22 mars 2025 : 9h30 à 18h00

Les sœurs, les amies. Psychanalyse des petites filles

Dans l’histoire de la psychanalyse, on a beaucoup plus parlé des frères que des sœurs. 

Ainsi, dans Totem et Tabou (Freud, 1913), la rivalité mortelle des fils du père de la horde primitive les conduit à tuer le père pour se partager ses femmes, avant d’y renoncer tous ensemble pour coexister dans un ordre phallique et policé. Il n’y est pas question des sœurs, qui font évidemment, « naturellement » partie des femmes à posséder. Or la question se pose, comme le montre par exemple le film Les Proies de Sofia Coppola (US, 2017), dans lequel les jeunes filles d’un pensionnat et leur directrice désirent toutes le même homme, et trouvent la solution de leur rivalité dans la « castration » et la mise à mort commune de celui qu’elles convoitaient1 . Faudrait-il alors écrire une nouvelle version de Totem et Tabou pour les sœurs ? Quel rôle y jouerait l’invidia2, l’envie, parfois mortelle, de ce que possède le semblable, corrélative de l’identification spéculaire à l’image de l’autre et des relations d’intrusion dans la fratrie au « stade du miroir » ? Existe-t-il une spécificité de l’invidia entre sœurs, de l’envie du frère pour la sœur ? 

Freud s’est intéressé très tôt aux communautés féminines.

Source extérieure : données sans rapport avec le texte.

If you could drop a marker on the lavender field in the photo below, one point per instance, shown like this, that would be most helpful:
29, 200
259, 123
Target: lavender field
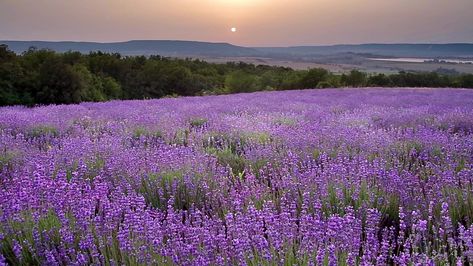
313, 177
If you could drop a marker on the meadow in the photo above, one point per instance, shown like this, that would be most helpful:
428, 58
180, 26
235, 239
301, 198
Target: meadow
305, 177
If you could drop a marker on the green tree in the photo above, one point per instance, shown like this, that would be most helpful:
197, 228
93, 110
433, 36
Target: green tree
240, 81
313, 77
355, 78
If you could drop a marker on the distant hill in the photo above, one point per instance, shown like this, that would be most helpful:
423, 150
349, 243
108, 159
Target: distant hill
194, 48
161, 47
395, 50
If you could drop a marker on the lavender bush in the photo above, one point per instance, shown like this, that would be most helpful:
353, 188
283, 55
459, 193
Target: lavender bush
314, 177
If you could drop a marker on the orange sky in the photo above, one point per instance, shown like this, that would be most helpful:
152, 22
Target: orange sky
258, 22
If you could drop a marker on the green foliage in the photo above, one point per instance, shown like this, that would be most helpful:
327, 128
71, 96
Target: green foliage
42, 130
46, 77
313, 77
240, 81
354, 79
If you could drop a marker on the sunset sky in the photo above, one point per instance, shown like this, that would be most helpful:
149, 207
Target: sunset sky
257, 22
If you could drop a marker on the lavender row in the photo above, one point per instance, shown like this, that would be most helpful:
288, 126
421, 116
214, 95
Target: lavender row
313, 177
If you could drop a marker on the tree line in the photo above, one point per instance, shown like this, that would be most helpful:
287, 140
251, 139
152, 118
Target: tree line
46, 77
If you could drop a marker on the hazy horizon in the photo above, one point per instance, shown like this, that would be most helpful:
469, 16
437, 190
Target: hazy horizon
258, 22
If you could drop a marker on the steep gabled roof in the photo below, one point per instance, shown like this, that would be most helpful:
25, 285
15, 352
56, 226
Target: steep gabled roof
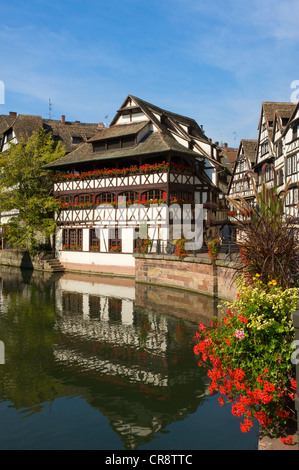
24, 125
270, 108
250, 148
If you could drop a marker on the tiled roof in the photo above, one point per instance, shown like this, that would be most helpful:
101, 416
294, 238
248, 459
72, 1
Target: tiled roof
270, 109
24, 125
160, 141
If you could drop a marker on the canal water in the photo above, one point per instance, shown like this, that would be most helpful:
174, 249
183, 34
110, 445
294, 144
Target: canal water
102, 363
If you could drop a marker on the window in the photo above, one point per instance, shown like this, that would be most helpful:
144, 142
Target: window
129, 141
72, 303
99, 146
280, 177
9, 135
115, 240
94, 240
279, 149
264, 148
84, 199
154, 194
181, 195
72, 239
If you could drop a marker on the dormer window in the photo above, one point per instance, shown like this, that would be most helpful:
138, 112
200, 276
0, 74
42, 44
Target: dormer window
115, 144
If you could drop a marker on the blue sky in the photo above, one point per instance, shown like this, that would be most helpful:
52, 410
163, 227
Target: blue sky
213, 61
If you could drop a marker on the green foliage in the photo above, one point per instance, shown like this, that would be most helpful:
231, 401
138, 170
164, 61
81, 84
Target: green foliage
25, 189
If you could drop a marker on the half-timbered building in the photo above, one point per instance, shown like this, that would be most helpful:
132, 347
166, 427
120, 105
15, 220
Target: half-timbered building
151, 159
272, 113
289, 161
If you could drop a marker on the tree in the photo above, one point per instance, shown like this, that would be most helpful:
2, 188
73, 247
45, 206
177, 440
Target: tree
25, 190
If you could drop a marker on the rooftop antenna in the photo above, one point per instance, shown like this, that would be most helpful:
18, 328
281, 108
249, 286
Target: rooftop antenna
50, 109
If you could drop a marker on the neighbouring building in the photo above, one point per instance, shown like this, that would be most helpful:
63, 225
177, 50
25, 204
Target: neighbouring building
241, 184
16, 128
155, 159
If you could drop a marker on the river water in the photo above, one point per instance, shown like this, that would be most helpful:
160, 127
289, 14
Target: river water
102, 363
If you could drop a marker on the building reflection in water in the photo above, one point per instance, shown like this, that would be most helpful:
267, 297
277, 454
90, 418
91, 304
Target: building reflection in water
126, 348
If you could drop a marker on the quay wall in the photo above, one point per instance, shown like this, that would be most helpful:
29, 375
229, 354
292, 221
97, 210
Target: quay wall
192, 274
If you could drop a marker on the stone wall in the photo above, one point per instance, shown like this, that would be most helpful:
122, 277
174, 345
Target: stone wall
198, 275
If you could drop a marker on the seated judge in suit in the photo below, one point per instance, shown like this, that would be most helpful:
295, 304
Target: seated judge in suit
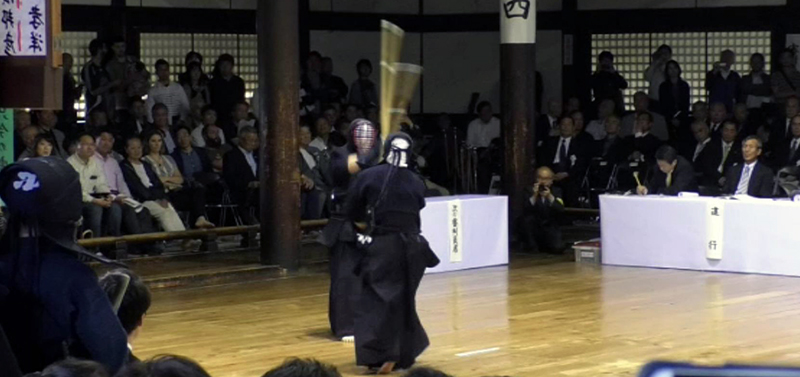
750, 177
787, 153
566, 156
241, 171
719, 156
134, 305
672, 175
612, 147
718, 115
547, 124
539, 228
642, 145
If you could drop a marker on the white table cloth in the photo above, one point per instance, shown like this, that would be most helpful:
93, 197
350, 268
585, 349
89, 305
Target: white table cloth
759, 235
484, 230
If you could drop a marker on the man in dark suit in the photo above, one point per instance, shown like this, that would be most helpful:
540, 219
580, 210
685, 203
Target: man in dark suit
717, 116
538, 227
241, 171
674, 174
751, 177
788, 151
642, 145
567, 158
781, 129
718, 157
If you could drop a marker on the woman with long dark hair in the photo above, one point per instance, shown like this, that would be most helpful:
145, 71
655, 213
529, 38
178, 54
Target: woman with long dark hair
674, 93
185, 196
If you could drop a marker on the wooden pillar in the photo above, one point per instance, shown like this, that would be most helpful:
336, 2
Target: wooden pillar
279, 83
517, 85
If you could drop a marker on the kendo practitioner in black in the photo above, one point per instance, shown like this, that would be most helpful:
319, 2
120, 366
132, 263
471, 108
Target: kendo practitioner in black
394, 255
361, 151
53, 306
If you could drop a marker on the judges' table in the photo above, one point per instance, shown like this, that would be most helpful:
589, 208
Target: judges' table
469, 231
698, 233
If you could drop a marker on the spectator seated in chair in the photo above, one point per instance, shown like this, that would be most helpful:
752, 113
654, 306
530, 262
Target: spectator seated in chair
539, 228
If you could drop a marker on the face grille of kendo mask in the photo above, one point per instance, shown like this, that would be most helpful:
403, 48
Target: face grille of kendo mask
364, 138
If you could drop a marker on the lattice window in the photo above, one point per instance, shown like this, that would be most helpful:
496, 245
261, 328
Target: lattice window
168, 46
696, 52
76, 43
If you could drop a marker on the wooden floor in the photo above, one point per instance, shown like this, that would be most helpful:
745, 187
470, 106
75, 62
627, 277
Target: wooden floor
534, 319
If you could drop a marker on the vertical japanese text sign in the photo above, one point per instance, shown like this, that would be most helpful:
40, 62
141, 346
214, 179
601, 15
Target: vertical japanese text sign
6, 138
24, 27
517, 21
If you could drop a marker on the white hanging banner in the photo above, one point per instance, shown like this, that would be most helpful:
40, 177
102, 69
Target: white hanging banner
715, 210
456, 234
517, 21
24, 28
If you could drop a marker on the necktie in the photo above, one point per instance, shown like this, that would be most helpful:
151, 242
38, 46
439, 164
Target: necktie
744, 182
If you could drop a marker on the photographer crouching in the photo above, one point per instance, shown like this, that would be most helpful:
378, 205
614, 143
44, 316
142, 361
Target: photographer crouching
538, 228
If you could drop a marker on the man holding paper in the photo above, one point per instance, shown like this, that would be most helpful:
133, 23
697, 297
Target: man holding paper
672, 175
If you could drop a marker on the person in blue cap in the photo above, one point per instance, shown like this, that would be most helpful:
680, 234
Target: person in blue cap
53, 307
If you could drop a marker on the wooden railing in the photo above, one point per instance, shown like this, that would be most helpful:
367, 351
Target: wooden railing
209, 236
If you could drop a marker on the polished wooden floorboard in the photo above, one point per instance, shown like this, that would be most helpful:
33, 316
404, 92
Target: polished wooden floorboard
533, 319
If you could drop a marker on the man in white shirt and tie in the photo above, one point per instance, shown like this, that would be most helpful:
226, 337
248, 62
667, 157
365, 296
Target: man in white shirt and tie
98, 206
169, 93
751, 177
484, 129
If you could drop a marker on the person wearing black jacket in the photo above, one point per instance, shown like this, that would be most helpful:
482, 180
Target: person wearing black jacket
751, 177
539, 228
568, 158
147, 189
673, 174
53, 306
240, 171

C’est dans un pensionnat qu’il découvre un lien social différent de l’amour ou de l’amitié : l’identification hystérique, qu’il avait déjà abordée en 1905 avec le célèbre rêve de « la belle bouchère ». Une élève reçoit du garçon qu’elle aime en secret une lettre qui aiguise sa jalousie. Elle y réagit par une violente crise d’hystérie, bientôt imitée par ses camarades. Freud explique cette étonnante « contagion psychique » par une identification fondée sur le partage de la même situation3 : il ne s’agit nullement d’une compassion envers leur camarade malheureuse mais de l’appropriation d’un même désir, dût-il rester insatisfait. Chacune aimerait avoir les mêmes raisons de pleurer que sa camarade ! Freud note que cette identification par le symptôme – identification du manque au manque -, précisera Lacan, ne suppose aucun lien préexistant, bien au contraire elle le crée et peut donc être à la racine d’amitiés et d’amours féminines.

Dans la psychanalyse, celles-ci ont plutôt été abordées dans le cadre de l’homosexualité féminine, habituelle à l’adolescence. Freud, qui avait d’abord fait de la petite fille un petit garçon, prône ensuite une genèse de la sexualité féminine articulée à la relation préœdipienne à la mère. L’homosexualité féminine devient alors un avatar de la sortie féminine de l’Œdipe : après avoir constaté que sa mère ne possède pas plus qu’elle le phallus convoité, la petite fille s’est tournée vers son père mais elle préfère s’identifier à lui afin de s’emparer de son phallus plutôt que d’attendre de son père un don qui pourrait bien ne jamais arriver. Ainsi armée phalliquement, sa libido la dirige amoureusement vers une autre femme. Les analystes post-freudiens ont critiqué cette théorie simpliste, notamment Ernest Jones, mais aussi des femmes psychanalystes et élèves de Freud, ou des féministes qui jugeaient douteuse cette gloutonnerie phallique4.

Lacan a voulu sortir, non pas du cadre phallique mais de son totalitarisme freudien, pour aborder la sexualité féminine en reprenant d’Aristote le concept logique du « pas-tout », qui introduit dans ses « formules de la sexuation5 » des années soixante-dix une spécificité de la jouissance et du désir féminins « pas-tout » phalliques. Peut-on en déduire un nouvel abord de la psychanalyse des petites filles ? Comment prendre en compte l’influence du « pas-tout » sur les sœurs ? sur les amies ? 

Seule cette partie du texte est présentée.